We study the efficiency of fair allocations using the well-studied price of fairness concept, which quantitatively measures the worst-case efficiency loss when imposing fairness constraints. Previous works provided partial results on the price of fairness with well-known fairness notions such as envy-freeness up to one good (EF1) and envy-freeness up to any good (EFX). In this paper, we give a complete characterization for the price of envy-freeness in various settings. In particular, we first consider the two-agent case under the indivisible-goods setting and present tight ratios for the price of EF1 (for scaled utility) and EFX (for unscaled utility), which resolve questions left open in the literature. Next, we consider the mixed goods setting which concerns a mixture of both divisible and indivisible goods. We focus on envy-freeness for mixed goods (EFM), which generalizes both envy-freeness and EF1, as well as its strengthening called envy-freeness up to any good for mixed goods (EFXM), which generalizes envy-freeness and EFX. To this end, we settle the price of EFM and EFXM by providing a complete picture of tight bounds for two agents and asymptotically tight bounds for $n$ agents, for both scaled and unscaled utilities.
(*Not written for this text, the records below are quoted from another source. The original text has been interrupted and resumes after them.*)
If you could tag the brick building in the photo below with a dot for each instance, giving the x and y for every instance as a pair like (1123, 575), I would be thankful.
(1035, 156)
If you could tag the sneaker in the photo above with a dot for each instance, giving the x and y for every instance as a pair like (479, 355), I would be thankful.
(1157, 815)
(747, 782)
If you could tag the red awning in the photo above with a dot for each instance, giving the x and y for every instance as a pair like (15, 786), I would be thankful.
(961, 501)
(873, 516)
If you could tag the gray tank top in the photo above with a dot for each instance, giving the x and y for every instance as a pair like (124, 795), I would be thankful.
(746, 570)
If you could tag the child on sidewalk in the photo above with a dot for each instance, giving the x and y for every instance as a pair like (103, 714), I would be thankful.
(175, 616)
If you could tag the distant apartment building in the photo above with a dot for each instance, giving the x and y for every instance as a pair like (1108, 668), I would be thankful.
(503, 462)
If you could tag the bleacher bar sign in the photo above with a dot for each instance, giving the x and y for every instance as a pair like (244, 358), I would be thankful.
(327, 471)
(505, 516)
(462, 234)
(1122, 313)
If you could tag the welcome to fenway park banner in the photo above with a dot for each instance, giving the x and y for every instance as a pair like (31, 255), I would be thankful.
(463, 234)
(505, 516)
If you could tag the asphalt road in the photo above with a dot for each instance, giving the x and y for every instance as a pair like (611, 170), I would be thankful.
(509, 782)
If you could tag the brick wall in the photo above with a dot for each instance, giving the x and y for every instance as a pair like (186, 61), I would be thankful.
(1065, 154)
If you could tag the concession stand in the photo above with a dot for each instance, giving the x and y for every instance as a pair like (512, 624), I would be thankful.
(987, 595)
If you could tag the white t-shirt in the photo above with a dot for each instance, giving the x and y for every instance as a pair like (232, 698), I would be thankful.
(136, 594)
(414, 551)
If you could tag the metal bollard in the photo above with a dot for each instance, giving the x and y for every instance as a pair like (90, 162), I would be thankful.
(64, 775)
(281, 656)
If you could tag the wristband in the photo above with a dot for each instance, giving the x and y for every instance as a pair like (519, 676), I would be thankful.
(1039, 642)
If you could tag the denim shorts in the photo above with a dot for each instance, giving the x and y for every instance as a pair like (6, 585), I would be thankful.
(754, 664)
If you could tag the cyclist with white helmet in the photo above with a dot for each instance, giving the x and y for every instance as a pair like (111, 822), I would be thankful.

翻译：我们利用广受研究的公平价格概念来研究公平分配效率，该概念通过量化施加公平约束时的最坏情况效率损失进行评估。以往针对诸如"至多一种物品无嫉妒"(EF1)和"任意物品无嫉妒"(EFX)等经典公平性概念的研究，仅提供了公平价格的部分结果。本文首次完整刻画了多种情境下无嫉妒公平的价格特征：首先考虑不可分物品环境中的双智能体情形，针对EF1(规模化效用)与EFX(非规模化效用)给出其价格紧界，解决了文献中悬而未决的问题；其次研究包含可分与不可分物品的混合物品环境，聚焦于混合物品无嫉妒(EFM)及其强化版本——混合物品任意项无嫉妒(EFXM)——前者统一了无嫉妒与EF1概念，后者统一了无嫉妒与EFX概念。为此，我们给出双智能体环境下EFM与EFX价格的完整紧界刻画，并为n智能体场景（分别针对规模化与非规模化效用）提供渐近紧界，从而完整确立了这两类公平性概念的价格特征。